SUSANNA’S BALLAD, Volume 8 in my series, Once Upon a Time in the Texas Panhandle, tells the story of an abandoned child: Susanna. She was a “foundling,” an infant left on a porch by a destitute single mother, who hoped that whosoever found the tiny and sickly baby girl would have mercy, accept her as a gift, love her and raise her as their own. Susanna’s story is a “ballad,” because, as Webster’s says, it is “a slow or romantic dance song,” with a happy ending.
In 1932, during the Dust Bowl and Great Depression, Susanna was abandoned by her mother on the back porch of the owners of a dairy farm along Route 66 in the Texas Panhandle. But her tale begins in 1910, with a detailed flashback, telling the story of the diverse extended family that found her. Her adoptive paternal grandparents were farmers and ranchers who were not who they said they were. When they came down from Iowa to the Texas Panhandle, they were “passing,” that is, both were white-looking, but the grandmother was actually Sioux Native American from South Dakota, and the grandfather was African American from Canada. And the adoptive maternal grandparents were of Mexican mestizo heritage. Susanna herself was “Okie,” white mixed with Cherokee from Oklahoma, and she looked nothing like any of the members of her adoptive family. Thus, as Susanna was growing up and learned who her adoptive grandparents and parents were, while knowing almost nothing of her own biological parents, she began to ask herself, “Who am I?”
By accident, Susanna’s biological family in California discovered her existence. They assumed she had died like her ailing mother had, on their Grapes-of-Wrath trek to California. But a university professor doing research on the Dust Bowl had interviewed her adoptive family and included in his book the note that the mother had sorrowfully pinned to the blanket of her abandoned child. When Susanna’s biological aunt who was a student at UCLA discovered the interview and note while doing research for a class, she came to Texas looking for her long-lost niece, who was now almost six. So began a series of contacts between Susanna and her biological family, including an uncle who came to Texas to work for Susanna’s adoptive family.

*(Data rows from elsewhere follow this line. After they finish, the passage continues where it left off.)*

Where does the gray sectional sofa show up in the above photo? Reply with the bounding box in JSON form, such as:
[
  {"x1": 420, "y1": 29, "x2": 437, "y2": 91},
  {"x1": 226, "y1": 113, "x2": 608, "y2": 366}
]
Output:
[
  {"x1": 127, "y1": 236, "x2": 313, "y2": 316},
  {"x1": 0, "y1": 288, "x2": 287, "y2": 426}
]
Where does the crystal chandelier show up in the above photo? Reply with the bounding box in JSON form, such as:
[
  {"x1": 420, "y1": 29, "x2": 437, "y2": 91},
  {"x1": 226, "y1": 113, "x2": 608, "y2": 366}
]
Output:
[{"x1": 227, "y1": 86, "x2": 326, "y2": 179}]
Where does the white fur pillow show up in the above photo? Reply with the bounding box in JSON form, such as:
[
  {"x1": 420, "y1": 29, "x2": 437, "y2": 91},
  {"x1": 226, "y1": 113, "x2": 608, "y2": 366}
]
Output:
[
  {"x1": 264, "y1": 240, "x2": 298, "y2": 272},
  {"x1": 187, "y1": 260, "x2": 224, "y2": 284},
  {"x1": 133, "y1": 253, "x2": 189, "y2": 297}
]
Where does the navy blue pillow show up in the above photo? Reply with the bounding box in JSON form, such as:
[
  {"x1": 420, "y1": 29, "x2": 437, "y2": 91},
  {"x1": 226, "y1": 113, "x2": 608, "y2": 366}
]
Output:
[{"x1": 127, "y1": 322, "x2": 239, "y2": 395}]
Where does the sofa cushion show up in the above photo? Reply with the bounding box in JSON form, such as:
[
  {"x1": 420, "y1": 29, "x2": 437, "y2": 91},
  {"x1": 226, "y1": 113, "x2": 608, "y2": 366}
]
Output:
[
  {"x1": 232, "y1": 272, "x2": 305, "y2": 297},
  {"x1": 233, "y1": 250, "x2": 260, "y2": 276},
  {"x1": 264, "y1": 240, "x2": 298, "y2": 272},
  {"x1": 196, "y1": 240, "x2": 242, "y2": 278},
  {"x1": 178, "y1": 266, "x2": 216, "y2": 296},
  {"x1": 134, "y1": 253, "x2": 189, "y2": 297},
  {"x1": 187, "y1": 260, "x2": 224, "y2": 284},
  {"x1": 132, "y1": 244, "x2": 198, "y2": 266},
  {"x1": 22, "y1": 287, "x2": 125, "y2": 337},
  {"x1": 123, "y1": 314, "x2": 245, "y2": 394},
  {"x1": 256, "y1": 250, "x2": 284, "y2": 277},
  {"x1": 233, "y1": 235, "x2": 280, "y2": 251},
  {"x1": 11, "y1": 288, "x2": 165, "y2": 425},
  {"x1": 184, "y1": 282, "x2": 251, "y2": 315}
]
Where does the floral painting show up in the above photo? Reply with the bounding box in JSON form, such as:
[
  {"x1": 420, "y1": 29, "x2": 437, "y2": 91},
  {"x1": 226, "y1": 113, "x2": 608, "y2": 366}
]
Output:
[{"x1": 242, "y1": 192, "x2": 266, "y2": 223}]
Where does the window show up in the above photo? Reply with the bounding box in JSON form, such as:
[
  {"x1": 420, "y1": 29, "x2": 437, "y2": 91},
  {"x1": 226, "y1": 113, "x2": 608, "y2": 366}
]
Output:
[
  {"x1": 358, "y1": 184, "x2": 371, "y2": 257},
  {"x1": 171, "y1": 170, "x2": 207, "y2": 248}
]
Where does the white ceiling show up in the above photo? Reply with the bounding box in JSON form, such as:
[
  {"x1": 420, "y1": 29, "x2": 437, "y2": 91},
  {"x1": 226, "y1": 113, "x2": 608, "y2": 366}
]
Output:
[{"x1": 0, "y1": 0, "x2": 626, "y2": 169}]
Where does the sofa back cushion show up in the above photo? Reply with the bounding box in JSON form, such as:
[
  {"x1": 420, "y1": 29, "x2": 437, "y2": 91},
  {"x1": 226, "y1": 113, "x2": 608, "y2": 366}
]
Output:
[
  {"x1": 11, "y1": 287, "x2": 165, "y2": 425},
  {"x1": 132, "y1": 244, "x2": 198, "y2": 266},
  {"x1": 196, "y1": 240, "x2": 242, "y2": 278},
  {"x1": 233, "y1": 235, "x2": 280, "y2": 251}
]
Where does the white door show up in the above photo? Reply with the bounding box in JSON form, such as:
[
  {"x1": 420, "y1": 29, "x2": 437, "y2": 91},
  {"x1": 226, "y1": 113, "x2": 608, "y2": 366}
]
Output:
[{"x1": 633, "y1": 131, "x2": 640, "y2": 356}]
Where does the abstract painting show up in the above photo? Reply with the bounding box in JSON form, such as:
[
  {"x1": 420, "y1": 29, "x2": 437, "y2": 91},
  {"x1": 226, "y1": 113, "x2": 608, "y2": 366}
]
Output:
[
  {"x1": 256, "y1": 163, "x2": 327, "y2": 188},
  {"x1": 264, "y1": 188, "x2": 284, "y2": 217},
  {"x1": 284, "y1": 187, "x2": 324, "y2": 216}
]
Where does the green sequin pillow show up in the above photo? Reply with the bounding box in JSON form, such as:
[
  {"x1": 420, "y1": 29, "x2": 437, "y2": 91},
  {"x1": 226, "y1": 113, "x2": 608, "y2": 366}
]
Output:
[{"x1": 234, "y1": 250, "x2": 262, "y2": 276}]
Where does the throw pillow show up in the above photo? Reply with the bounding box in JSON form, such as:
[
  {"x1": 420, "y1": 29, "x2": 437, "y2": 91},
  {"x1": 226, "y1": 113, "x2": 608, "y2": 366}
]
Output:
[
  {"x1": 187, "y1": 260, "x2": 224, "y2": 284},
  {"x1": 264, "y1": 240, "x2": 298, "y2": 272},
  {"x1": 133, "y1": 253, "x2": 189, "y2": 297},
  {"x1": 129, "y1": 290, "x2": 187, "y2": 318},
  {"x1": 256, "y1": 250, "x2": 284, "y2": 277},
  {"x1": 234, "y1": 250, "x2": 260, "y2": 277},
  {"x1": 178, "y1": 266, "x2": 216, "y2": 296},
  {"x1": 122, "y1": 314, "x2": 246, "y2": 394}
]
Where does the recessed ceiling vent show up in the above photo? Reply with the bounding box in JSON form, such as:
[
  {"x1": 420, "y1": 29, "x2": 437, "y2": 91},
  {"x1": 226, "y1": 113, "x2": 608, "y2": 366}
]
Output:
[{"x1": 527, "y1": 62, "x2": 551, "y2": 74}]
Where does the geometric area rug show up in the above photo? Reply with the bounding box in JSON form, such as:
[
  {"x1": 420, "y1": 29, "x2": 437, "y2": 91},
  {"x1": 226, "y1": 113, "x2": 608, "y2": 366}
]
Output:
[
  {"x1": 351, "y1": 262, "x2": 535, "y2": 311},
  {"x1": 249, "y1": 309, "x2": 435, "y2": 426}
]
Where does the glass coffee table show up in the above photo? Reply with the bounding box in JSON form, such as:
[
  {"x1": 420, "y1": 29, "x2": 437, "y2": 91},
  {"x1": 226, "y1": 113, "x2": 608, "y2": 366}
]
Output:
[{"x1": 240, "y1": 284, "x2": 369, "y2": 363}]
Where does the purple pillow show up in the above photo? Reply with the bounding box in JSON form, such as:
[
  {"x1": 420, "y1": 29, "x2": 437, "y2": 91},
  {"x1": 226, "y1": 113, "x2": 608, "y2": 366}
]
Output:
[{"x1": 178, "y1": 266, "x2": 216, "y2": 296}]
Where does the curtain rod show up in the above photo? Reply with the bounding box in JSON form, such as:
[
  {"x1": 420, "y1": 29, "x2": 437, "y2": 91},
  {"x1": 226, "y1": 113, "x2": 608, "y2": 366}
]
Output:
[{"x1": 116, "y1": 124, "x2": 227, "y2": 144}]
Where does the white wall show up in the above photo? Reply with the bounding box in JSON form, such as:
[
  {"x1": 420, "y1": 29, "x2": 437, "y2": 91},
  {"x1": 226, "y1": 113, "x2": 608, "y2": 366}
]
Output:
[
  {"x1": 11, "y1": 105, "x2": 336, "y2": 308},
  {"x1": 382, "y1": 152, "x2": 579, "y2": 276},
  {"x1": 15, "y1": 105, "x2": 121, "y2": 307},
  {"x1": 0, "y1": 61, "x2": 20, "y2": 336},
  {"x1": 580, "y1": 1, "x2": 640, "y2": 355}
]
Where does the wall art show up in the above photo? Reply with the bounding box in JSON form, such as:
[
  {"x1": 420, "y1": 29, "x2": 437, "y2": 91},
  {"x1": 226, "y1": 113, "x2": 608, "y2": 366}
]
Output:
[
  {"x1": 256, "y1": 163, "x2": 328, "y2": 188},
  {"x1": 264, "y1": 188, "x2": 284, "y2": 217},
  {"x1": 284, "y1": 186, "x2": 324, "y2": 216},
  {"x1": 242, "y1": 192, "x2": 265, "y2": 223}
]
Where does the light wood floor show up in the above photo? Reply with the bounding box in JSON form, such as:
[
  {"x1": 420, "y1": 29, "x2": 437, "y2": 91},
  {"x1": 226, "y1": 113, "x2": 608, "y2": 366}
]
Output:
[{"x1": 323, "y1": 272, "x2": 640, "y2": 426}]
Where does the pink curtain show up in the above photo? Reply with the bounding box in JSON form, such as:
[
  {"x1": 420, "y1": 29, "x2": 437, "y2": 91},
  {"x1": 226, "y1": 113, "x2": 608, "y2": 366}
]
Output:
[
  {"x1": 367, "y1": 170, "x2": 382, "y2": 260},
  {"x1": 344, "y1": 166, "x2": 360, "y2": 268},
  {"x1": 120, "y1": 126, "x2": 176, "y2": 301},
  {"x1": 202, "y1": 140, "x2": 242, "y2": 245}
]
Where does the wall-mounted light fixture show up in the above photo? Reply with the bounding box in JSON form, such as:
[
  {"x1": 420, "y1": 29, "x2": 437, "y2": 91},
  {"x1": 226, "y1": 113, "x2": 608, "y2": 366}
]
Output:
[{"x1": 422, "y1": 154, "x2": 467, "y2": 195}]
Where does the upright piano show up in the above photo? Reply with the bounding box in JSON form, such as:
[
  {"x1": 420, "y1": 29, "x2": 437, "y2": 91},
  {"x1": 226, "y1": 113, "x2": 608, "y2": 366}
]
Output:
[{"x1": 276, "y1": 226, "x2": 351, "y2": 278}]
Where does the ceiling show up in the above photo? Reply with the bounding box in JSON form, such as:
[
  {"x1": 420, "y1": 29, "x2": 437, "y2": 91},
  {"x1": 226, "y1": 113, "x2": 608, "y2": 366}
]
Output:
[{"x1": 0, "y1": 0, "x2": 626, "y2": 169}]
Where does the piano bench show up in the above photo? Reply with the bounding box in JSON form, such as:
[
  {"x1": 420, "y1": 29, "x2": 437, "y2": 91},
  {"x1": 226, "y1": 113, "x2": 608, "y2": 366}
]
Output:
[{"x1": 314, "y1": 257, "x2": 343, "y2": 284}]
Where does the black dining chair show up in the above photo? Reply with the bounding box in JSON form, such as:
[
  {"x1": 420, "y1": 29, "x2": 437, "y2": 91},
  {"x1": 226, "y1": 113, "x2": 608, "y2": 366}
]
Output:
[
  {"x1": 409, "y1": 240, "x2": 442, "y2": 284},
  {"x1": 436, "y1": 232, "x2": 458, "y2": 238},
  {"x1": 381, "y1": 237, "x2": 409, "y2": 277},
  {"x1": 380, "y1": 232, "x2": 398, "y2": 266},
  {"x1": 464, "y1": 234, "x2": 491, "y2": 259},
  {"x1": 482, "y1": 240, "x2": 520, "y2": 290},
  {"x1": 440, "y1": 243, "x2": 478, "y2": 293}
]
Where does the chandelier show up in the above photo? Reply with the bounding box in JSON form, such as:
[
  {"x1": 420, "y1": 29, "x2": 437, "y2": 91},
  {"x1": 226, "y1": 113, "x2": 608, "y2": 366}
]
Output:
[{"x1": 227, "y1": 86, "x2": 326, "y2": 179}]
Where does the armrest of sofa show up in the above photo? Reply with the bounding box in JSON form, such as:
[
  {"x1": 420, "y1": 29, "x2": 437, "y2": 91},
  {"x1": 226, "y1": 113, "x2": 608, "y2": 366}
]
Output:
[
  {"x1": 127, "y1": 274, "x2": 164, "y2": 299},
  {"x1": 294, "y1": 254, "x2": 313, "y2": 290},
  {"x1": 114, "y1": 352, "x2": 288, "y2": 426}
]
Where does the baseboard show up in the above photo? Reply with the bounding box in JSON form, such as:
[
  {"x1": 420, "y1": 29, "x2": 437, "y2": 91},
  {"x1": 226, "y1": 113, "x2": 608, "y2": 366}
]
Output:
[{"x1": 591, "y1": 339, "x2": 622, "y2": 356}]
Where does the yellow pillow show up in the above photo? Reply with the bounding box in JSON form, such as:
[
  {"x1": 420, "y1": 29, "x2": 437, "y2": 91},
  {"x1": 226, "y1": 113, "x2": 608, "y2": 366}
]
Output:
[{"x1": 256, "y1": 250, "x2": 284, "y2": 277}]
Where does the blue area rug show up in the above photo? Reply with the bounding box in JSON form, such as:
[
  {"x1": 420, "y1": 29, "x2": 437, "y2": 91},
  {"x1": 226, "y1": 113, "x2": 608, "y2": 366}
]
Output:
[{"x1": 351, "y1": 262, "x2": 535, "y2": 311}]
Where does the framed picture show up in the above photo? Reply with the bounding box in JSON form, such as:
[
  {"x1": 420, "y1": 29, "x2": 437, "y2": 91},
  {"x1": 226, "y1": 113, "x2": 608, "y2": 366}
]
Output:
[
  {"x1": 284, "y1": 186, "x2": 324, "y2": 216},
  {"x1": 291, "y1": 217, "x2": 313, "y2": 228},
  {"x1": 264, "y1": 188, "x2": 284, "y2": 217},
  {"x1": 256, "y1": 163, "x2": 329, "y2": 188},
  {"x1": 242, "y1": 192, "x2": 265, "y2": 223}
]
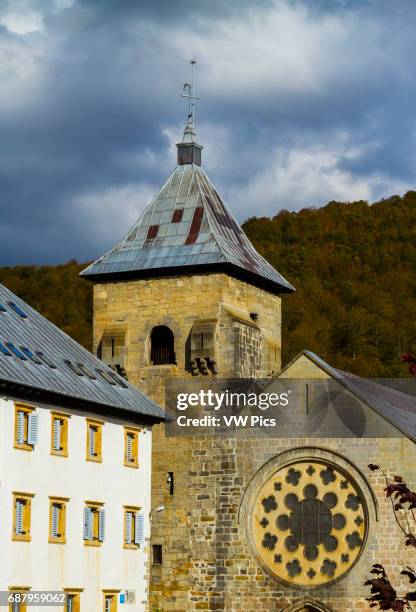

As she grew up, Susanna’s adoptive grandfather applied to her a phrase from the Sermon on the Mount, “Blessed are the peacemakers,” because already as an adolescent, she mediated the frequent disputes that emerged between the dozen diverse families of the farming cooperative that her grandfather had founded. This multigenerational family saga follows Susanna from the time she was found on the porch step, through her infancy, childhood, teenage years, courtship, marriage, and birth of her first child. The story ends in 1954, when Susanna is in her early twenties. Her adoptive grandfather has died and to everyone’s surprise has bequeathed to her his leadership of the co-op, knowing that she alone would be able to keep the ever-quarrelsome families together.
Susanna’s story is similar to that of Sunja in Min Jin Lee’s multigenerational family saga, Pachinko about a Korean family making its way in Japan. Coincidentally, that saga also begins in 1910. Asked about the themes she gravitated toward as a writer, Lee replied: “My subjects are history, war, economics, class, sex, gender, and religion. My themes are forgiveness, loss, desire, aspiration, failure, duty, and faith.” Precisely my own subjects and themes in Susanna’s Ballad.